Incorporating crosslinking into LASIK will result in the ability to use larger diameter treatments during LASIK to maintain the asphericity of the wavefront-based HOA correction and preserve the good outcomes associated with wavefront-guided treatments without risking development of ectasia, Dr. Azar noted. This process is being referred to currently as high-fidelity LASIK.

Recent advances in laser vision correction-including improved technology, patient selection surface ablation, monovision, and asphericity optimized/wavefront-guided custom LASIK-have allowed for better treatments and outcomes, Dr. Azar summarized.

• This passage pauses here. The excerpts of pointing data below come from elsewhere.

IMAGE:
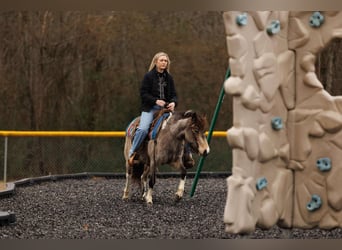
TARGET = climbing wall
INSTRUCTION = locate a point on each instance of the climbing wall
(287, 130)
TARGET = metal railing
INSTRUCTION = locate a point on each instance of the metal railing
(116, 134)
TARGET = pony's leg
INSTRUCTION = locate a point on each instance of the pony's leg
(181, 185)
(151, 182)
(128, 185)
(144, 182)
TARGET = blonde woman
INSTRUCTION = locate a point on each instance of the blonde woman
(157, 91)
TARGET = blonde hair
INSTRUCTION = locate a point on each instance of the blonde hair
(155, 58)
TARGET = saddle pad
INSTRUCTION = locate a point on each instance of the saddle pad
(155, 129)
(130, 130)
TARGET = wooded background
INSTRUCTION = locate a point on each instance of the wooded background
(78, 70)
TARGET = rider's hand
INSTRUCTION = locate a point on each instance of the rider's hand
(160, 103)
(171, 106)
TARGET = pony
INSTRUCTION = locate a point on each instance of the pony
(178, 131)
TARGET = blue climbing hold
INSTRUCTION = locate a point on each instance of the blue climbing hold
(274, 27)
(315, 203)
(241, 19)
(323, 164)
(261, 183)
(316, 19)
(277, 123)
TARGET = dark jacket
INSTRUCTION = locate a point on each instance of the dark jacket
(150, 89)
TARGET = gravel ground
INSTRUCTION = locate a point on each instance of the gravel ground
(92, 208)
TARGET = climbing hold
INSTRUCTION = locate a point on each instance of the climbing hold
(323, 164)
(261, 183)
(274, 27)
(316, 19)
(315, 203)
(277, 123)
(241, 19)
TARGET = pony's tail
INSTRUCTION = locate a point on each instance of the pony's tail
(137, 171)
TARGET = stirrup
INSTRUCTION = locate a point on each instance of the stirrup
(131, 159)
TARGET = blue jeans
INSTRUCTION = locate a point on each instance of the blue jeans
(146, 119)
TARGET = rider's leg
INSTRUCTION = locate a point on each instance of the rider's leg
(142, 130)
(188, 161)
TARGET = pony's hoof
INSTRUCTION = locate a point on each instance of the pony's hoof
(178, 198)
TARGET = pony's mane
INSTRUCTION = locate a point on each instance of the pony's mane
(198, 120)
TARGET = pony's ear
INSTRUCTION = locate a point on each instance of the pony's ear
(189, 113)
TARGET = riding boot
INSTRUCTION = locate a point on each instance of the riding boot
(139, 137)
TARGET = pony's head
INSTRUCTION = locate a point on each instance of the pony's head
(195, 132)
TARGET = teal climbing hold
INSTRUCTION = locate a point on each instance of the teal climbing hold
(323, 164)
(242, 19)
(315, 203)
(316, 19)
(261, 183)
(274, 27)
(277, 123)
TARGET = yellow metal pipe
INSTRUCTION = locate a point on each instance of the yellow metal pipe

“Despite the improved outcomes, the limitations include the inability to measure and render all HOAs wavelengths, the inability to predict the surgically induced aberrations, and the inability to perfectly position the treatment on the corneal plane,” he said. “Other important considerations include biomechanical changes and the wound healing effects that take us in the opposite direction from that desired.”

Important needs requiring improvement in what Dr. Azar believes is a “brilliant” future are the need to prevent ectasia, increase corneal rigidity and stability after LASIK, have large optical zones to preserve the intended HOA correction, and have large optical zones to reduce glare and halos.

“These can be accomplished by collagen crosslinking performed at about the time of LASIK,” he said.

 

 

Dimitri T. Azar, MD, MBA

E: dazar@uic.edu

This article was adapted from Dr. Azar’s presentation of the Barraquer Lecture at the 2013 meeting of the American Academy of Ophthalmology. Dr. Azar is on the board of directors of Novartis and receives research funding from the National Institutes of Health.